Ontem o R. fechou os olhos com muita força pra não chorar quando a enfermeira trouxe a agulha. Nos seus enormes 8 anos, que não se traduzem em tamanho, vi o medo e a antecipação da dor. A enfermeira diz que ainda não é desta porque aquele braço já está calejado. A mãe não consegue ver as expressões que nós vemos na cara do R. É cega. A mãe só segura a outra mão e diz que tudo vai correr bem. A enfermeira brinca com ele, muda de braço e diz que tudo vai correr bem. A força deste miúdo pasma-me e destrói-me o coração.. o que ele foi obrigado a crescer: não se queixou, não gemeu sequer. Só aquela cara contraída... Desce do colo da mãe e os papéis invertem-se: ele é o seu guia. Temos que ir à médica. Encontramos na secretaria uma pessoa já conhecida do R. e da mãe. É amorosa.. trata toda a gente bem. Sempre que alguém chega de novo, ela encontra sempre uma coisa positiva para elogiar. Conhece todas as crianças e pais pelos nomes. Mas mais importante que isso, conhece as histórias. Fico comovida a olhar pra ela. É só uma funcionária de uma secretaria mas faz toda a diferença na vida das pessoas que ali passam: doentes, médicos, enfermeiros, auxiliares. É jovem e bonita e escolheu fazer o seu trabalho com Amor. Agora estou é envergonhada... quantas vezes não coloco este Amor no meu trabalho...

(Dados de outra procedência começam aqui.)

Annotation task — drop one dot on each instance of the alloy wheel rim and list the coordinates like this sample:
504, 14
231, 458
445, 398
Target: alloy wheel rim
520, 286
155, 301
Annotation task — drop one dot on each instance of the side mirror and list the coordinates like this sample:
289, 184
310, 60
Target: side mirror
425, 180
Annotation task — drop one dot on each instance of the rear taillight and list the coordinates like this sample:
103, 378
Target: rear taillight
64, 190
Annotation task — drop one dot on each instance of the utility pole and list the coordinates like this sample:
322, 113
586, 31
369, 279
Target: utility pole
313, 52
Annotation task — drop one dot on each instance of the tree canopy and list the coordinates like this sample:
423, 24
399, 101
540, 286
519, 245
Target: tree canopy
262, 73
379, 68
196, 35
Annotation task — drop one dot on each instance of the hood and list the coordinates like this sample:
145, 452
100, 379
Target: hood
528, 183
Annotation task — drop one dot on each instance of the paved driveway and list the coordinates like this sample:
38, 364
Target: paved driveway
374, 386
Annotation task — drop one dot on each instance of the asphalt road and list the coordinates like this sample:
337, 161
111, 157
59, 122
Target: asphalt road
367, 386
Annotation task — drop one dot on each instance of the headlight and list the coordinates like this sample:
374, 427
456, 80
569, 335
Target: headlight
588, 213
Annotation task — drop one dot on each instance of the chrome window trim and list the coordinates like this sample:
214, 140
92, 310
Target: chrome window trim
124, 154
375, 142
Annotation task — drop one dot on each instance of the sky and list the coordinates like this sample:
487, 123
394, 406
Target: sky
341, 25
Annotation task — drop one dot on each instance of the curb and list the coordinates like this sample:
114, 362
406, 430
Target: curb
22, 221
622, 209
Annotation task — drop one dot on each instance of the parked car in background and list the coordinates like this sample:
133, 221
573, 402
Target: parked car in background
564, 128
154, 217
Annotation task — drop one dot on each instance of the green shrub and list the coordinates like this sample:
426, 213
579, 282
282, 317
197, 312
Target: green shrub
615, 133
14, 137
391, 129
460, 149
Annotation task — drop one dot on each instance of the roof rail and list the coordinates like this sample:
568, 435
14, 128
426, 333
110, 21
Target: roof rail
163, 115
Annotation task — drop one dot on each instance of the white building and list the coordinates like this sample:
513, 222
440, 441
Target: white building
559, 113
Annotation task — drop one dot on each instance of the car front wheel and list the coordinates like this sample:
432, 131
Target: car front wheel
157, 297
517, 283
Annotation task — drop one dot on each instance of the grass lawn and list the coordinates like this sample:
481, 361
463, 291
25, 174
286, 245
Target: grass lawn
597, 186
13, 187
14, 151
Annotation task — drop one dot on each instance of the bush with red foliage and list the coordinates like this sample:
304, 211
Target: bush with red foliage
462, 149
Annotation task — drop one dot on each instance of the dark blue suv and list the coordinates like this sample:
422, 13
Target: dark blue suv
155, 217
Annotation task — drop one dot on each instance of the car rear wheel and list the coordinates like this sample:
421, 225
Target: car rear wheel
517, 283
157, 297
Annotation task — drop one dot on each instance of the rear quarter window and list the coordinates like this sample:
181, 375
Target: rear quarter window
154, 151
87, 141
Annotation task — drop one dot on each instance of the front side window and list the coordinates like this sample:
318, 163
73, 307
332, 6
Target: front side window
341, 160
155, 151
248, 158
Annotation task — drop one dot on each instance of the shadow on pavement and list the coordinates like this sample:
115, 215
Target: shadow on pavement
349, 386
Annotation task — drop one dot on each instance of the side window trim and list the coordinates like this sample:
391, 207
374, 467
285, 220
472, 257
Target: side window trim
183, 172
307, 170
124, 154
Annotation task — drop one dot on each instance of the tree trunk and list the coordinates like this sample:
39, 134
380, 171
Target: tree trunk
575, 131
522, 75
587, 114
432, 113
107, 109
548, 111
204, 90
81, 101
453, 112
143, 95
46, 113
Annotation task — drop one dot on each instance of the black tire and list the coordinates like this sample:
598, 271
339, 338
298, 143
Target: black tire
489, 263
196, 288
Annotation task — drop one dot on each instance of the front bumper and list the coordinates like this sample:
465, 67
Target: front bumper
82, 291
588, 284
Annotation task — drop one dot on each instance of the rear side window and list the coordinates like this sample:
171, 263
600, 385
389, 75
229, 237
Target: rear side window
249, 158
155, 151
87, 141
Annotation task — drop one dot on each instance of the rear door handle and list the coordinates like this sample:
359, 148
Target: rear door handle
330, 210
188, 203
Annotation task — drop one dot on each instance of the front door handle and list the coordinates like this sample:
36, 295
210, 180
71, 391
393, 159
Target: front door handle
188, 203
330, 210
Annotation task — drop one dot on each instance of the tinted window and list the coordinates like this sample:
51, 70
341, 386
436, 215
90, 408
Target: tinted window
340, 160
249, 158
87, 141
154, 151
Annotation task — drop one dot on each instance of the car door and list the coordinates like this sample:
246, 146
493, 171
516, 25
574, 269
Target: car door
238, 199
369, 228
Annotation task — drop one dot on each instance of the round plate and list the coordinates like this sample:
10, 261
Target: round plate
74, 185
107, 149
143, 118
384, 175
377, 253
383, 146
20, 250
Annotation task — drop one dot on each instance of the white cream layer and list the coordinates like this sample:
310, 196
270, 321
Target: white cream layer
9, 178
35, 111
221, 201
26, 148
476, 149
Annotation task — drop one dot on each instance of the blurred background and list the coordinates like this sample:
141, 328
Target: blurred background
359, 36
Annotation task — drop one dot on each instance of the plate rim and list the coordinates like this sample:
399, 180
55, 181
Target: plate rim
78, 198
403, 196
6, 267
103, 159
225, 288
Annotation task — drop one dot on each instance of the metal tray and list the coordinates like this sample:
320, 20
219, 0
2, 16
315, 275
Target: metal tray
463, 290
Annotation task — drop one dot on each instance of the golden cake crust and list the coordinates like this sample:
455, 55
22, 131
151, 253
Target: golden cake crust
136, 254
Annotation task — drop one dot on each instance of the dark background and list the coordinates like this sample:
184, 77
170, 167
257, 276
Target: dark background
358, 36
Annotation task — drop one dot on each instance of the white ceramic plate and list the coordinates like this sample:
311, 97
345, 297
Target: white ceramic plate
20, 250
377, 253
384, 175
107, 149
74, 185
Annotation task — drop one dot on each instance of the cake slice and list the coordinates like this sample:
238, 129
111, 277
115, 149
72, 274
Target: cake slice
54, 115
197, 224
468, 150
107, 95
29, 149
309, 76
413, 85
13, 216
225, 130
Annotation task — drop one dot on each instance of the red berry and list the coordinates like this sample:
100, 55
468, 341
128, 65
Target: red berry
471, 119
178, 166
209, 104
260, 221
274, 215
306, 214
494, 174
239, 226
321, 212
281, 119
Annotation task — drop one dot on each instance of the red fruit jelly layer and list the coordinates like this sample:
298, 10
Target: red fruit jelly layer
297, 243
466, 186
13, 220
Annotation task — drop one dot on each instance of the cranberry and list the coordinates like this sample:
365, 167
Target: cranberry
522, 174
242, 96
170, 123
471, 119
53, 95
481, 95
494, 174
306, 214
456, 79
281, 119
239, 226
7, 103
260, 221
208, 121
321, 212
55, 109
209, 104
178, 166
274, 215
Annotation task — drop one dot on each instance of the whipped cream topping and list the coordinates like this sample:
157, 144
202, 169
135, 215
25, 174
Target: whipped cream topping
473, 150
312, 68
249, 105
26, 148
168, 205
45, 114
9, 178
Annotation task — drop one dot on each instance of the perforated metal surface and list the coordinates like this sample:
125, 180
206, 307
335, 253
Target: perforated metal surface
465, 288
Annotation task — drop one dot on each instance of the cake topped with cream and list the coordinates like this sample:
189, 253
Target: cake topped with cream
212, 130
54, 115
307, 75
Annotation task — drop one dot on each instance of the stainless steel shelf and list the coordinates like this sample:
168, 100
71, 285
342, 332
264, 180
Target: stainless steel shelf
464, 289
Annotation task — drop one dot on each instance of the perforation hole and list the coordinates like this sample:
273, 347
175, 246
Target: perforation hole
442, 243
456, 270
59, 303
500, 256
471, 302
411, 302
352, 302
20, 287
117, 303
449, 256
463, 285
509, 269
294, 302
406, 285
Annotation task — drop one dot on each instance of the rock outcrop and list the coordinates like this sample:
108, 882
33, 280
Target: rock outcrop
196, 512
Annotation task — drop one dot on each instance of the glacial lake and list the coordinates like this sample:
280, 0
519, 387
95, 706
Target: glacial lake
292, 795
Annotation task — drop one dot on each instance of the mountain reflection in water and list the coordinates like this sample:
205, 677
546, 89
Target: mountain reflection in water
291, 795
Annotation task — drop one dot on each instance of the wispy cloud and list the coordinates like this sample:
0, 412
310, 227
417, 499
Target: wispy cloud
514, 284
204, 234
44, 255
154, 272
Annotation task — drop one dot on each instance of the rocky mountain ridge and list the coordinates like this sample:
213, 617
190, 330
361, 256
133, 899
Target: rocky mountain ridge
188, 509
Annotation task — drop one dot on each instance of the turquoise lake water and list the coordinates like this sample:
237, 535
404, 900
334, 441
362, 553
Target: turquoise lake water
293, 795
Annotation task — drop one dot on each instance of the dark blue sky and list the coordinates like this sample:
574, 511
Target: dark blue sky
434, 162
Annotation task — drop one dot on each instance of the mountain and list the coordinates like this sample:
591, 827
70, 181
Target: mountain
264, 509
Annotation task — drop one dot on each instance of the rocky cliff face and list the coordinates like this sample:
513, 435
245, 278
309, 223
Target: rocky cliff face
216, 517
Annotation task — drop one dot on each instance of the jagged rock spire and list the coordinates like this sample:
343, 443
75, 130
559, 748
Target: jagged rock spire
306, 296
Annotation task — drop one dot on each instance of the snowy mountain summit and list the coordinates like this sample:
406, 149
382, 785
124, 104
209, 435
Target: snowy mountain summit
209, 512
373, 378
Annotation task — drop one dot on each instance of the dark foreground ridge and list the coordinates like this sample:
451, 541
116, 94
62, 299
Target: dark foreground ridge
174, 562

Vou ao bar do hospital. Encontro um amigo médico. Fala-me de um doente que também precisa de encaminhamento social. Não chegamos a uma conclusão sobre o que fazer. Peço-lhe que fale com a assistente social desse serviço.
O tempo passa. A médica demora. O pequeno R. começa a enroscar-se em mim... ainda agora me conheceu.. mas precisa de carinho. Mantêm-se quieto.. e vai reagindo às brincadeiras dos enfermeiros que já o conhecem. Há uma pra quem ele corre. Há sempre alguém mais especial. É tão grande este miúdo...
Quando vamos embora eu e a mãe seguimos o caminho errado, não obstante as recomendações do R. Ele tinha razão e eu também sou cega.
E hoje, muda a cara a meu encargo. Muda o hospital. Mas persiste a existência de uma pessoa mais preocupada: outra enfermeira. E ambas suspiramos ao mesmo tempo quando a A. nos diz que afinal já não toma os medicamentos desde Dezembro. Temos tentado imenso e a A. não percebe... Não sei que hei-de fazer à A. Zango-me com ela e digo-lhe que não a posso ajudar se ela não se ajudar a si própria... mas no fundo sei que ela não percebe isso e que estou a tentar convencer-me é a mim. Porque já não sei o que faça mais e porque sei que a terei que "abandonar" em Abril e não me parece que alguma coisa esteja resolvida. A minha ira é sinal da minha própria frustação. Hoje, como ontem, voltei a ir à capela do hospital. São estas capelas que me têm safo... É onde entrego estas vidas a Deus porque me sinto pequena como sempre.